A estrela da noite foi sem dúvida o, há muito aguardado, Filipe Karlsson. Desde outubro de 2021 que ansiava por este momento. Depois de uma tentativa falhada em ouvi-lo na Casa do Capitão e de um encontro inesperado numa sessão de DJ set na cervejaria Musa, fui vivendo nas canções do Filipe em largas horas de Spotify, que me devolveram alguma sanidade mental e momentos de muita alegria durante estes dois anos ansiogénicos de pandemia. Na noite de 2 de abril, foi o Filipe que se entregou a nós num concerto inesquecível, pelo qual também ele aguardava, há já 2 anos, na “casa” que o viu crescer.
Desde o primeiro minuto que a energia foi contagiante. Havia, naturalmente, uma legião de fãs, na primeira fila, junto ao palco, e quem aproveitasse para se misturar e dançar no meio da sala. Deste lado, ficámos com a sensação de que não estávamos apenas a assistir a um concerto, mas a fazer parte dele.
Com a responsabilidade de ser uma das últimas do festival, a banda não só passou com distinção no teste de química, demonstrando um inesgotável companheirismo, como conseguiu mobilizar uma sala inteira e ensinar canções, erradicando toda e qualquer possibilidade de alguma alma sair daquele concerto sem rejuvenescer.

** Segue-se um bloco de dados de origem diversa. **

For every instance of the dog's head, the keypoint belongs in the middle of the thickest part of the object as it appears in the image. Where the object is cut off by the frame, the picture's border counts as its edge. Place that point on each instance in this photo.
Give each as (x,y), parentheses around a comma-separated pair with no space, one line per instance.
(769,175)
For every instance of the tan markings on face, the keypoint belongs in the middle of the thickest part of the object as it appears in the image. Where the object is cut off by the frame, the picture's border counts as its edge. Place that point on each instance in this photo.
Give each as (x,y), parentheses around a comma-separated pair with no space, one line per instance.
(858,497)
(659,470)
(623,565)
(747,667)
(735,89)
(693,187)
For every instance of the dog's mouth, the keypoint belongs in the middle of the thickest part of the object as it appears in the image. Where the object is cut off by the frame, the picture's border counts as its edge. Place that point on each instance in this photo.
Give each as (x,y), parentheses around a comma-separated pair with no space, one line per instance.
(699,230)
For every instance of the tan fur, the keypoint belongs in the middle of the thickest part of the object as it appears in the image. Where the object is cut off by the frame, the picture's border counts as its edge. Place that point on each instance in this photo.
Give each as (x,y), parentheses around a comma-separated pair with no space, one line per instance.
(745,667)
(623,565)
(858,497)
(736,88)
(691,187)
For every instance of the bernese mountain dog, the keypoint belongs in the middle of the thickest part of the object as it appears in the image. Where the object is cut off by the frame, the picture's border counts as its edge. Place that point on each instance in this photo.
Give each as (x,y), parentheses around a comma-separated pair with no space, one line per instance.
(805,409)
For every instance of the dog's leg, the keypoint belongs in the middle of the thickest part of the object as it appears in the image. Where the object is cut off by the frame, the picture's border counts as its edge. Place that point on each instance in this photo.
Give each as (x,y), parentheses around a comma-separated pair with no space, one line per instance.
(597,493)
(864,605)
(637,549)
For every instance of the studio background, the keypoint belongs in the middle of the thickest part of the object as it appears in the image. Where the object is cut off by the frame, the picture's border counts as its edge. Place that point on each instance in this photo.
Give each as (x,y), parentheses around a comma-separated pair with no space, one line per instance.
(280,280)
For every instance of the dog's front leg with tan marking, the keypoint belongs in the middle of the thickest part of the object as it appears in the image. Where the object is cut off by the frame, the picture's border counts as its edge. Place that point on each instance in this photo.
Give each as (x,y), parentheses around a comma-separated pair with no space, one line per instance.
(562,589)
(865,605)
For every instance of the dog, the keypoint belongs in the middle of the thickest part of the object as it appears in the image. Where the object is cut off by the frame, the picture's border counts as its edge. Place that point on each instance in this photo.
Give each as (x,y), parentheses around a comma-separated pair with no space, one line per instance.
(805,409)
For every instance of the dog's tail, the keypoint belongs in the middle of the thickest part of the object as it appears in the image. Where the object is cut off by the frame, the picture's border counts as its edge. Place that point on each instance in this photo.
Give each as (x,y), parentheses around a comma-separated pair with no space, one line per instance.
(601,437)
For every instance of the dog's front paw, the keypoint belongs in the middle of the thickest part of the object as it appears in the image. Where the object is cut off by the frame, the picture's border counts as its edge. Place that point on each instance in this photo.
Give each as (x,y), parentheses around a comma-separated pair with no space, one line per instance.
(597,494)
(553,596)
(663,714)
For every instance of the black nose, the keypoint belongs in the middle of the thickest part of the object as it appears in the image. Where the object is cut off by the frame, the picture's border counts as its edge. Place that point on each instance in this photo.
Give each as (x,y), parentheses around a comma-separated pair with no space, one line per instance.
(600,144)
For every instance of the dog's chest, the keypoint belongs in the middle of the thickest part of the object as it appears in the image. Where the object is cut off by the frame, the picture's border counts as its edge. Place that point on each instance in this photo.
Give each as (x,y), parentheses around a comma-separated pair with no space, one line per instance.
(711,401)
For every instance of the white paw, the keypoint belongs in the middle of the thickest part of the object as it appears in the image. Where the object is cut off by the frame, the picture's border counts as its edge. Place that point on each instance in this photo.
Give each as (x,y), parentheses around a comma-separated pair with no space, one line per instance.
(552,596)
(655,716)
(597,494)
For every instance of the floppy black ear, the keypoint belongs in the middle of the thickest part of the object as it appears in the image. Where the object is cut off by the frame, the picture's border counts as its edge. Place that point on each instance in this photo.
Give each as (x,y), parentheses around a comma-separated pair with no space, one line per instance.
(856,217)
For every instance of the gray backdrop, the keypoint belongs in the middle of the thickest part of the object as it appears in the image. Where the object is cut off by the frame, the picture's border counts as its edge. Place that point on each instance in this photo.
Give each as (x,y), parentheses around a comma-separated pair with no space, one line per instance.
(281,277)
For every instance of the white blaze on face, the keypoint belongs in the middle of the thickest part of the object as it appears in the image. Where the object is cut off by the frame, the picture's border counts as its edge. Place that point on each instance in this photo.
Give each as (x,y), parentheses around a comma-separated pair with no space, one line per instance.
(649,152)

Além dos êxitos do EP “Teorias do Bem Estar” e “Modéstia À Parte”, o alinhamento contou com os singles “Vento Levou” e “Madrugada”, lançado semanas antes do concerto.
Contudo, foi com “Prejuízo” que Karlsson nos levou ao rubro, a dançar como se não houvesse amanhã, na festa que só ele sabe fazer. “Palmas para vocês!”, ouvíamos num entusiasmo que nos era devolvido em ricochete, quando já estávamos bem enredados no groove que a banda teceu para nós, a vibrar com os teclados, com os ritmos frenéticos da percussão e com a malha da inconfundível guitarra eléctrica.
Do início ao fim de “Lágrimas”, o êxtase era tanto que, no último solo, os acordes e a energia do público lembravam a comunhão de “Come Together”, dos Beatles, num clímax tão catártico, como divertido. Completamente envolvidos naquela experiência imersiva, dávamos por nós a agradecer e a pedir por mais, ao ponto de alinhar em todas as brincadeiras que a banda nos pedia.
A última vez que senti algo assim foi no concerto dos Cassete Pirata, em outubro de 2021, no Maria Matos, de onde saímos mais plenos do que quando entrámos. Curiosamente, com uma dinâmica semelhante, também cantada em português, com letras que ficam no ouvido em contagem decrescente até ao próximo concerto.
Talvez seja este o segredo. Ou talvez seja apenas a ingenuidade de quem acabou de desvendar um tesouro bem guardado, a um milímetro de ser descoberto pelo mundo. Talvez seja eu uma idealista, mergulhada nas canções que me dão sentido à vida.
Ou talvez não saiba viver longe dessa sensação de deslumbre a que espero sempre voltar como na canção “Maybe I’m Amazed”, dos Beatles, que pautaram o início desta crónica e com quem escolho terminar, numa versão menos convencional interpretada por dois outros cantores que admiro muito, a Norah Jones e o Dave Grohl, num tributo ao Paul McCartney.
Uma coisa é certa: em 2020, a Marinho verbalizava que era uma questão de tempo até estarmos todos juntos outra vez e, efetivamente, os concertos têm provado que nos encontramos todos à esquina.
De “Mãos Atadas” ou com elas soltas, precisamos de voltar a transpirar música, agora mais juntos do que nunca, porque “a esperança é sempre a última a morrer” [Vento Levou, Filipe Karlsson].
Sendo sincera, se algum dia o Filipe der com este texto, que me permita discordar do verso “o meu percurso está longe, longe de fazer sentido” [Sem Ser Sincero, Filipe Karlsson], pois, neste momento, tudo faz tremendamente sentido.